A senior Japanese official welcomed Hatoyama’s initiative, saying it will give Japan an edge in the upcoming sessions because it will enable the country to take an “aggressive and offensive” position.
Tokyo was a regular recipient of the Fossil of the Day awards, given out by environmentalist activists during past climate talks for blocking progress in negotiations on global warming. The 8 percent target also drew a barrage of criticism from conservationists and other countries.
Another senior Japanese warned, however, that only the skeleton of the proposal has been presented and that Hatoyama’s new government needs to develop details as soon as possible.
Hatoyama says he will speak more concretely about his policy when he makes his diplomatic debut Tuesday at a United Nations climate change summit to be hosted by U.N. Secretary General Ban Ki Moon.
He will also attend the Group of 20 financial summit in Pittsburgh on Thursday and Friday, which is expected to address the issue of how to finance developing countries’ efforts to tackle global warming.
Climate activists in Japan say Hatoyama should clarify the conditions for the commitment and how much of the 25 percent reduction will be attributed to domestic efforts to slash heat-trapping gases.
Hatoyama has said Japan will seek to achieve the new target only if other major countries agree on “ambitious” reduction targets.

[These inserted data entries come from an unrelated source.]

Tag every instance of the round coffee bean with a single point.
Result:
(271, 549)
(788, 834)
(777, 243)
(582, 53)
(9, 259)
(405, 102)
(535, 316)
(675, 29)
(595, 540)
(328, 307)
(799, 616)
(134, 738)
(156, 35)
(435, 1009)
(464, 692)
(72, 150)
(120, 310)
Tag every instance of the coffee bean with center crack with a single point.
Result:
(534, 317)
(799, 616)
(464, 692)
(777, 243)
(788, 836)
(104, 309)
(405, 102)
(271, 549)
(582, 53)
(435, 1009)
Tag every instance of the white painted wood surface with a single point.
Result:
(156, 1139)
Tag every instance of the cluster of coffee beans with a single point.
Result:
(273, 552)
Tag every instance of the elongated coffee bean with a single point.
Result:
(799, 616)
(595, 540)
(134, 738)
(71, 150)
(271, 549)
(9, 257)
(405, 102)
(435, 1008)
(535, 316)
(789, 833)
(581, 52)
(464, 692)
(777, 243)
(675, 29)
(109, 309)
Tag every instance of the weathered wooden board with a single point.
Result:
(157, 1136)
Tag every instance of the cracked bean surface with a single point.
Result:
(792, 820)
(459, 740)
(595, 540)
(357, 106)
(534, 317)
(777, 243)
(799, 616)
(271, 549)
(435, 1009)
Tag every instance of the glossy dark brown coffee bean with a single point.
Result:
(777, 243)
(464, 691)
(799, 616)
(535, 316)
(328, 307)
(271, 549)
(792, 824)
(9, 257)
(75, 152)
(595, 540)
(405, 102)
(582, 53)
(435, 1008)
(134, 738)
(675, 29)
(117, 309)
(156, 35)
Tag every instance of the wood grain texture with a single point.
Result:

Some observers say it is unclear which countries Hatoyama was referring to and what he means by “ambitious” targets, especially for emerging economies. They fear the 25 percent target could be later withdrawn if such conditions mapped out by Hatoyama are not met.
On achieving reductions, the previous 8 percent target only took into account Japan. It had the potential to be upgraded by counting in reductions that can be achieved naturally through forest absorption of carbon dioxide and through the purchase of emission credits from other countries.
The new administration has not given a breakdown of how it will seek the cuts.
The EU is trying to achieve around one-third of its 20 percent reduction goal through credit purchases, according to an analysis by the Japanese government. The United States has also indicated it may count cuts from both forest absorption and credit acquisition from abroad in implementing its target.
Another factor in Japan’s new proposal drawing global attention is the “Hatoyama Initiative” on financial and technical support for developing countries in combating climate change.
The prime minister said Japanese aid should go to industrializing nations that “eagerly” strive to trim greenhouse gas emissions by setting their own reduction plans.
Environmentalists expect Hatoyama to clarify which countries will fall in this category and specify the amount of aid.
Yvo de Boer, executive secretary of the U.N. Framework Convention on Climate Change, has suggested that the issue of finance remains a major stumbling block in the negotiations between developed and developing countries.
The EU recently presented an estimate that developing countries will need $146 billion a year by 2020 to contain global warming and announced its plan to contribute between $2.9 billion and $21.9 billion per year by 2020.
Kimiko Hirata, director of the environmental group Kiko Network, said the DPJ-led government needs to quickly work out Hatoyama’s proposal on financial aid.
“The DPJ included its 25 percent emission cut pledge in its election platform, but apparently it has not made enough preparations” for the finance issue, she said.
Hirata said climate activists place high hopes on Foreign Minister Katsuya Okada, who is known for his efforts to address climate change.
“The Foreign Ministry is in charge of handling matters related to the G20 summit and we anticipate Mr. Okada will pressure bureaucrats into devising a proposal (on Japan’s financial contribution) with specific amounts,” she said.